I often refer to my probate practice as family law at the other end of life. In traditional family law parents fight over the custody of the kids. In my probate practice the kids fight over the custody of their parents. Emotions run high in my cases. Sometimes the cases are driven by a real legal dispute. In others, however, the law is clear, and the case is driven by sibling rivalries and family resentments that have festered for years. Litigation offers a solution--albeit one imposed on the family by a person in black robes. Mediation offers healing.
I recently spent a morning in a mediation in which six siblings faced the problem of how to care for an aging father. They brought with them decades of hurt feelings, suspicion, and festering resentments. I watched as a skilled mediator helped the group find a solution that worked for all of them and actually brought them together. It was not what a court would have ordered. It was a solution designed by the people who would have to live with it. My bet is that it will work better than any solution a court would have or could have fashioned.

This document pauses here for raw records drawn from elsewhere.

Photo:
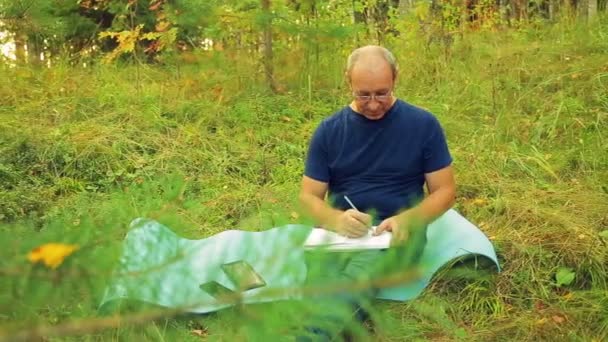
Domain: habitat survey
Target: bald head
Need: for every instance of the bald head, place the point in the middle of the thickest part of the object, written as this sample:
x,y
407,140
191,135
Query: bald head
x,y
370,58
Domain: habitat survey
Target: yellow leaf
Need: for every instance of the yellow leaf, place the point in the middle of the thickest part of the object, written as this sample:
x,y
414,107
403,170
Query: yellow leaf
x,y
479,201
51,254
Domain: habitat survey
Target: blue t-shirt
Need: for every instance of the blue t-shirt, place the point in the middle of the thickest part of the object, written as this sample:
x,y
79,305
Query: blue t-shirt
x,y
378,164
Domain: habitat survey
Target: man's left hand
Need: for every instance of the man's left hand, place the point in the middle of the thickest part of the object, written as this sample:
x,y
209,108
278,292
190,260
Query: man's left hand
x,y
398,225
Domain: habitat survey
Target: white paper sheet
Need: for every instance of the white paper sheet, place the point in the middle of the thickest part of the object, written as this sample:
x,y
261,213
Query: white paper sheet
x,y
320,237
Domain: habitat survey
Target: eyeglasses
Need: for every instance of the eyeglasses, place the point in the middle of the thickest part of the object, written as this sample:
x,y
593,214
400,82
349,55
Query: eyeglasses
x,y
379,97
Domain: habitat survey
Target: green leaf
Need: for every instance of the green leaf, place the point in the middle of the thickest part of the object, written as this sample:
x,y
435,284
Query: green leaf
x,y
564,276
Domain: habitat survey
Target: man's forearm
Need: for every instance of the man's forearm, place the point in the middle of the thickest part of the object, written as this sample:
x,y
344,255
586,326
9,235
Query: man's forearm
x,y
321,212
431,207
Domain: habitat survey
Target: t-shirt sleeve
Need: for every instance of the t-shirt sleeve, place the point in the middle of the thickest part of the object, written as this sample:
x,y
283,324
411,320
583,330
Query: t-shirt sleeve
x,y
317,165
436,154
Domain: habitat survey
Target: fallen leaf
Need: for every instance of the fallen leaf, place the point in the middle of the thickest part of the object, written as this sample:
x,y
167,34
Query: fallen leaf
x,y
51,254
479,201
199,332
564,276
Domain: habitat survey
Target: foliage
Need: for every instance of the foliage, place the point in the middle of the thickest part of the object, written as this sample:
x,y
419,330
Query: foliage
x,y
201,146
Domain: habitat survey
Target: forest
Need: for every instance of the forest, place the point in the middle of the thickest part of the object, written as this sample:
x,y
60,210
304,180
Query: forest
x,y
198,114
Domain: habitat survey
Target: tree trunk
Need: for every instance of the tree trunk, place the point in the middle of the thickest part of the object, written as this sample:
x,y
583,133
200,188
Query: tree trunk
x,y
20,44
268,63
592,9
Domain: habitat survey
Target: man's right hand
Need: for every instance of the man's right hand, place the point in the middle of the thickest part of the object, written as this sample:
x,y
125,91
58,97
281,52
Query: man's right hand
x,y
352,223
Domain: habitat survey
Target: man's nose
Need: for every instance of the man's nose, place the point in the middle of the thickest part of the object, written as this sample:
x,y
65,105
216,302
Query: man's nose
x,y
373,104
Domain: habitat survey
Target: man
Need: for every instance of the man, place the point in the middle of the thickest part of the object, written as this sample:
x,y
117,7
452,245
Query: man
x,y
378,152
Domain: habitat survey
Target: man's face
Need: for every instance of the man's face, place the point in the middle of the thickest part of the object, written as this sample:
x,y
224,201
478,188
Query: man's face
x,y
372,84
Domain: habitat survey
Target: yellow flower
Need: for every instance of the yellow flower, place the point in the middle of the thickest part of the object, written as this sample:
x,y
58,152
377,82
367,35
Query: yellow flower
x,y
52,254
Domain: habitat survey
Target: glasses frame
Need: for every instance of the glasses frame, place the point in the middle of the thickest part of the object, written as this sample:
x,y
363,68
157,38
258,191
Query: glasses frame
x,y
377,97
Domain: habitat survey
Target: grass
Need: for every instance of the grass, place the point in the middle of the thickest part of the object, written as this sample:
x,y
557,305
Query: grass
x,y
84,151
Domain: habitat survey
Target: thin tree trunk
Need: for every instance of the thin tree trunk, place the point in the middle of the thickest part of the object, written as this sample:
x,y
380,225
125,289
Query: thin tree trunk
x,y
592,9
20,43
268,63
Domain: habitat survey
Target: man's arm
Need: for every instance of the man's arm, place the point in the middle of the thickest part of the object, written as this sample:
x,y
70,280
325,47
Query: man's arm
x,y
350,223
442,195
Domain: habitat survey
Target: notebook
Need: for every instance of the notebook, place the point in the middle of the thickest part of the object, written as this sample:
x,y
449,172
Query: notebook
x,y
322,238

Some lawyers are embracing mediation. Some are looking for any way possible to avoid it. The bulk of them, however, are supportive but confused. The procedures are new and kinks have to be worked out. We know that disputes in guardianships, conservatorships, and probates must go to mediation before they will be heard by the court. The confusion centers around when mediation notices must go out, what the notices must contain, how to choose the mediator, and how to schedule the mediation. These are not insurmountable issues but we lawyers--having gone to so much college to get to where we are--dislike learning new stuff. We will get over it and in five years mediation will be as accepted in probate as it now is in family law.

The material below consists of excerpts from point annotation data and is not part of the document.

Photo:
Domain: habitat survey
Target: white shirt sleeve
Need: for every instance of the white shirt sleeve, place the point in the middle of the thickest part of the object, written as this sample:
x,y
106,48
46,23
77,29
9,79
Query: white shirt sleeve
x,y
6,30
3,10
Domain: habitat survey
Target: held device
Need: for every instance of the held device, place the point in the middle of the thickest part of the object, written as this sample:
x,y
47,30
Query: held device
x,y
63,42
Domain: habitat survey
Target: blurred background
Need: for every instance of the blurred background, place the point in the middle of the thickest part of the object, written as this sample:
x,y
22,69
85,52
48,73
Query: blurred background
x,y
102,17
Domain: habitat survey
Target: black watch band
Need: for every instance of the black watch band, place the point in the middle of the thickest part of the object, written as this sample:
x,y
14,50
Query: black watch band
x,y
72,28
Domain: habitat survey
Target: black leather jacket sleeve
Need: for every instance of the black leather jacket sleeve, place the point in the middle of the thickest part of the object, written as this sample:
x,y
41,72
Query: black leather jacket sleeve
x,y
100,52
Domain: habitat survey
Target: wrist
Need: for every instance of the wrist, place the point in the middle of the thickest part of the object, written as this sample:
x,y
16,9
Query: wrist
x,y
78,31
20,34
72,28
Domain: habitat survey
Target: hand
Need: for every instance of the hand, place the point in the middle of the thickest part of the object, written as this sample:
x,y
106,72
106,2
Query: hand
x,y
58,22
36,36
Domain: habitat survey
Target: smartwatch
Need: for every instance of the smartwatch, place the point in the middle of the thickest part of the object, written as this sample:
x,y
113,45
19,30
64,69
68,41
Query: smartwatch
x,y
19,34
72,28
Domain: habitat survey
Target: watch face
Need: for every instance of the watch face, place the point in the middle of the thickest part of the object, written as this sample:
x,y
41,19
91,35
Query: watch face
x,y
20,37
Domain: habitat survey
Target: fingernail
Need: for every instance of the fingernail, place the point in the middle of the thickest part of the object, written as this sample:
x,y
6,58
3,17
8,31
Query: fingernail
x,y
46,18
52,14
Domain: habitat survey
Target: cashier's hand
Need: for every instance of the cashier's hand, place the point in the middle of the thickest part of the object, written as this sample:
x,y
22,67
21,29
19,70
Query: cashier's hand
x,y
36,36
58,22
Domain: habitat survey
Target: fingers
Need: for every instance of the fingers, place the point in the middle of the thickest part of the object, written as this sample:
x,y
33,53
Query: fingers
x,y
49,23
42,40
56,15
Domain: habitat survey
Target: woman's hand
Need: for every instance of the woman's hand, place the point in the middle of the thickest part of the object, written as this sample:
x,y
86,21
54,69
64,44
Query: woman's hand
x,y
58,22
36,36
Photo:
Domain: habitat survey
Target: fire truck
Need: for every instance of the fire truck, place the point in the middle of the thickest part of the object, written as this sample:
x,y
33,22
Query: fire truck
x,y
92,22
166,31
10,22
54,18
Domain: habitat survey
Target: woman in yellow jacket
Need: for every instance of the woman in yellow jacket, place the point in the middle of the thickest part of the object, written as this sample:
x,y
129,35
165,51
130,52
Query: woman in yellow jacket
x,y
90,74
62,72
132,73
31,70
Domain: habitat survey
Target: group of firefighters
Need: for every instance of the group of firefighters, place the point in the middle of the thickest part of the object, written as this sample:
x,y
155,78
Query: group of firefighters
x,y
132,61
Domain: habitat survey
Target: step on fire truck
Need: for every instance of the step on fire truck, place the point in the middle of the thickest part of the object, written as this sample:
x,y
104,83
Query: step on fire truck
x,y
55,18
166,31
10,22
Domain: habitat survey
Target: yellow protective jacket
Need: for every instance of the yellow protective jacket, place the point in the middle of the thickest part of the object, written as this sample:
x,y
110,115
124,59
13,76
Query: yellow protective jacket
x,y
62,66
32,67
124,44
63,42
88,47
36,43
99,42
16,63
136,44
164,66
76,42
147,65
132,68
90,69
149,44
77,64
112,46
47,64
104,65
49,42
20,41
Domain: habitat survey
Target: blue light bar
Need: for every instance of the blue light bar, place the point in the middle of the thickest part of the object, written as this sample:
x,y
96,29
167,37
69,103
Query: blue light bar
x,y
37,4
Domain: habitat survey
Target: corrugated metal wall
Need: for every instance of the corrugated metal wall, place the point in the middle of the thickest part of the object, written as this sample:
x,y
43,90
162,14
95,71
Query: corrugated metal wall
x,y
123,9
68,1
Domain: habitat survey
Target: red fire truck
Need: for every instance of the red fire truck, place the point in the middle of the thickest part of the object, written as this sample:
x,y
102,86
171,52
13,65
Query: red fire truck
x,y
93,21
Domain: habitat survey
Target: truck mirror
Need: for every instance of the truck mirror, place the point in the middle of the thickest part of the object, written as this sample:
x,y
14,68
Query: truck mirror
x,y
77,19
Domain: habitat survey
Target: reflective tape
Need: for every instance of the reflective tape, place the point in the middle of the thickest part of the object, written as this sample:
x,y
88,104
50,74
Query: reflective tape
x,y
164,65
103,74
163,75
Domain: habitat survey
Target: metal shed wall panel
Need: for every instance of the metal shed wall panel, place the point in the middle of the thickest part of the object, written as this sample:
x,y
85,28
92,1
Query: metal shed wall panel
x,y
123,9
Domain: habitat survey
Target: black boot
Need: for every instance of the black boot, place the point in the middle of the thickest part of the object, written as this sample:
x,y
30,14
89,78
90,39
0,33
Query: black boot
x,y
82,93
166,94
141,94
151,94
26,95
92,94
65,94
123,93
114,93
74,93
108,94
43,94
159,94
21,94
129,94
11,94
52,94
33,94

So here is mediation in a nutshell. If your lawyer files a paper that creates a dispute-- usually an objection to something another lawyer filed--then the dispute must go to mediation. The party who created the dispute must provide the other side with the names of acceptable mediators. The other side can object to mediation, accept one of the proposed mediators, or propose its own list of acceptable mediators. If the parties cannot agree on a mediator, the court will appoint one. The parties can pick any person they want (with some exceptions), but the court must pick from the list of court-approved mediators. I am on that list.
Once a mediator is selected the parties must mediate for at least three hours. If an agreement is reached the mediator will write it up. The parties then have seven days to repudiate the agreement. If no one repudiates, the agreement is rewritten as a judgment by the lawyers and presented to the court. If the parties do not reach agreement, or if one of them repudiates the agreement, the case goes to court.
My take on it is that if your lawyer says you have been ordered to mediation, celebrate. You have a chance to do something good. Good things do come from the court; just not as often.